Ich Habe auch Astma und Empfehle ihnen Ein Inhalations gerät zu besorgen. Und ihr solltet unbedingt zum Arzt gehen und nach einer Dauertherapie Fragen dann nimmt ihr Kind nur so Ein Spray und dann sollte das Immunsystem gestärkt sein

Zunächst muss abgeklärt werden, woher die Neigung zu Asthma stammt.

Wer die Ursache kennt, kann aktiv handeln.

Manuka Honig !! Am besten mit Azafran grünen Tee zusammen morgens einen halben löffel nach dem Mittag essen einen halben Löffel mit Tee.

Dazu hilft meist Kühl Duschen nicht absolut kalt und die temperatur sollte langsam abgesenkt werden von 30° bis auf ca 16°. Nach jedem Duschen eine halbe Zitrone roh essen oder pressen.

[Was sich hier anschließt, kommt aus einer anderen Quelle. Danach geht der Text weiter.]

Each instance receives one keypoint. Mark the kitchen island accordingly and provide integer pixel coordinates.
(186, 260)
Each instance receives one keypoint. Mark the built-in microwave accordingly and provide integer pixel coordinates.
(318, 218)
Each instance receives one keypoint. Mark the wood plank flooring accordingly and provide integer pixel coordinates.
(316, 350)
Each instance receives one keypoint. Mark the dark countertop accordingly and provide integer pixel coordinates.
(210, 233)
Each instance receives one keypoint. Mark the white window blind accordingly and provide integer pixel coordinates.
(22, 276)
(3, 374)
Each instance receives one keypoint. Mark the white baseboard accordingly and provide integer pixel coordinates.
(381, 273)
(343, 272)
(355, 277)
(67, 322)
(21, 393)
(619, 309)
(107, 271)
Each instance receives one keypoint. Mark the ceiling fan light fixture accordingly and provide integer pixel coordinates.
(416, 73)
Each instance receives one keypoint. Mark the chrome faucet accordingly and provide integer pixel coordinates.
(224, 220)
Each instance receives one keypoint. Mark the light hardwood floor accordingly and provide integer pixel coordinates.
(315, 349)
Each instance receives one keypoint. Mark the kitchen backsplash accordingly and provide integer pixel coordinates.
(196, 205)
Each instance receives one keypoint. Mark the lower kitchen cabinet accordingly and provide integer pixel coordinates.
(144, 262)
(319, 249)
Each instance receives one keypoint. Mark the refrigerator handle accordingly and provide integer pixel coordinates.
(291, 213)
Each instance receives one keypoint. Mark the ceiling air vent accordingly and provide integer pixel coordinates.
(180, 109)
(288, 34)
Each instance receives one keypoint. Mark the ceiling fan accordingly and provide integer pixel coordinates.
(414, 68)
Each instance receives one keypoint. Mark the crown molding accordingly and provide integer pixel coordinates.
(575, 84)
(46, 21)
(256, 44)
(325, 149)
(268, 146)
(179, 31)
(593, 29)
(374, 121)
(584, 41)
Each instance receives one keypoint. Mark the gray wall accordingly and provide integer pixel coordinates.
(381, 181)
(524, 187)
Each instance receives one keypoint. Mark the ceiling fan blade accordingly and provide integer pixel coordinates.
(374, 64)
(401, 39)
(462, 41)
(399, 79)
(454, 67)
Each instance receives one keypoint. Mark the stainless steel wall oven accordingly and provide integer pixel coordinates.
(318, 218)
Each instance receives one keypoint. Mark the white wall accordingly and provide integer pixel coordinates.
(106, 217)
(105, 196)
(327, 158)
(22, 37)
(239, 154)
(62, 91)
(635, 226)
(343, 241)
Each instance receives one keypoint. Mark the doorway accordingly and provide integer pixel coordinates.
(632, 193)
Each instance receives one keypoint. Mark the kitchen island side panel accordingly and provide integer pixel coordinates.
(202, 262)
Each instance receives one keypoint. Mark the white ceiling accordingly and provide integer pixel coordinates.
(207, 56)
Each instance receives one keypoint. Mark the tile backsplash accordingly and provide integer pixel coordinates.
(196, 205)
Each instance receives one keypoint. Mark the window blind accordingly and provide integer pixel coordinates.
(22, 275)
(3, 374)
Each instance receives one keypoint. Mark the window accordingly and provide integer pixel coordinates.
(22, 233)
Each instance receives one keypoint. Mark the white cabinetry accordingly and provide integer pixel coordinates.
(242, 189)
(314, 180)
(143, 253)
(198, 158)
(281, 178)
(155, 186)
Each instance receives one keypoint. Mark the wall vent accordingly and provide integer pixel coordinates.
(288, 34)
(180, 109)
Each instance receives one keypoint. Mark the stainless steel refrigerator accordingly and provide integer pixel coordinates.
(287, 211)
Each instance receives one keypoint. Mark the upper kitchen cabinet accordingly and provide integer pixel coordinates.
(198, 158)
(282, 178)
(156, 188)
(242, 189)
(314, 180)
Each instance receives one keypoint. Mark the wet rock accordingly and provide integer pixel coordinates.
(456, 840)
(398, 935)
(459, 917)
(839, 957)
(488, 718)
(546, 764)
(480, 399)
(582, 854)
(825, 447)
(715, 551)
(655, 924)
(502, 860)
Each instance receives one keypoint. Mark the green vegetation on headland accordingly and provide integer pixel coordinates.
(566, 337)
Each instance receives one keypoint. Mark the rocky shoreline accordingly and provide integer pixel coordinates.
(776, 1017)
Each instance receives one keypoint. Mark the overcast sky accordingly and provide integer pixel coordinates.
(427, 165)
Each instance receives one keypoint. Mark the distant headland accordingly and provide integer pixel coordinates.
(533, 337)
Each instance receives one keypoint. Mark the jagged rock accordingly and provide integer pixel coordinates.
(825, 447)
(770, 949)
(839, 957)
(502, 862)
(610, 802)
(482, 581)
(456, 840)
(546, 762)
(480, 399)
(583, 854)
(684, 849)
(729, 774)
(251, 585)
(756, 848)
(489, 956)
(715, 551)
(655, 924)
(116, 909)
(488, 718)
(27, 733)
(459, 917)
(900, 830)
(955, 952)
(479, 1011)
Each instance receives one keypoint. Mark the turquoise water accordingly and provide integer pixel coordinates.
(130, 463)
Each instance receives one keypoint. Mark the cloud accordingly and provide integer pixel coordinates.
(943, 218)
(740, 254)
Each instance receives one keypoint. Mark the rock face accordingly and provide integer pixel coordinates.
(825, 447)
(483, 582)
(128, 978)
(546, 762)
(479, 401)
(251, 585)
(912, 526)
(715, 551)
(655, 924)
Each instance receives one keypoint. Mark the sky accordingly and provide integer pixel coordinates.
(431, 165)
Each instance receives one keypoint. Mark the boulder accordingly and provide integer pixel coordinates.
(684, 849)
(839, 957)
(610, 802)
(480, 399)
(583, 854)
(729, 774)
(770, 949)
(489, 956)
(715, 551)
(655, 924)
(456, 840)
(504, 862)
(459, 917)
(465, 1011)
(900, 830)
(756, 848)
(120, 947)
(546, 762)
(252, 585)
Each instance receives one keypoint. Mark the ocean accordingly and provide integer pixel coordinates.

http://www.amazon.de/dp/B002O08BIM/ref=sr_ph?ie=UTF8&qid=1460627663&sr=1&keywords=Manuka+Honig

http://www.amazon.de/Japanischer-Gr%C3%BCntee-Sencha-500g-Azafran%C2%AE/dp/B00NEQX658/ref=sr_1_sc_1?s=grocery&ie=UTF8&qid=1460627679&sr=1-1-spell&keywords=Azafran+gr%C3%BCner+te

Alles Natürlich ohne chemie und Nebenwirkungen.

Gute Besserung

FeeGoToCof 14.04.2016, 11:58

Sollte das Asthma auch nur ansatzweise allergische Wurzeln haben, wäre Honig so ziemlich das Letzte, was ich verabreichen würde!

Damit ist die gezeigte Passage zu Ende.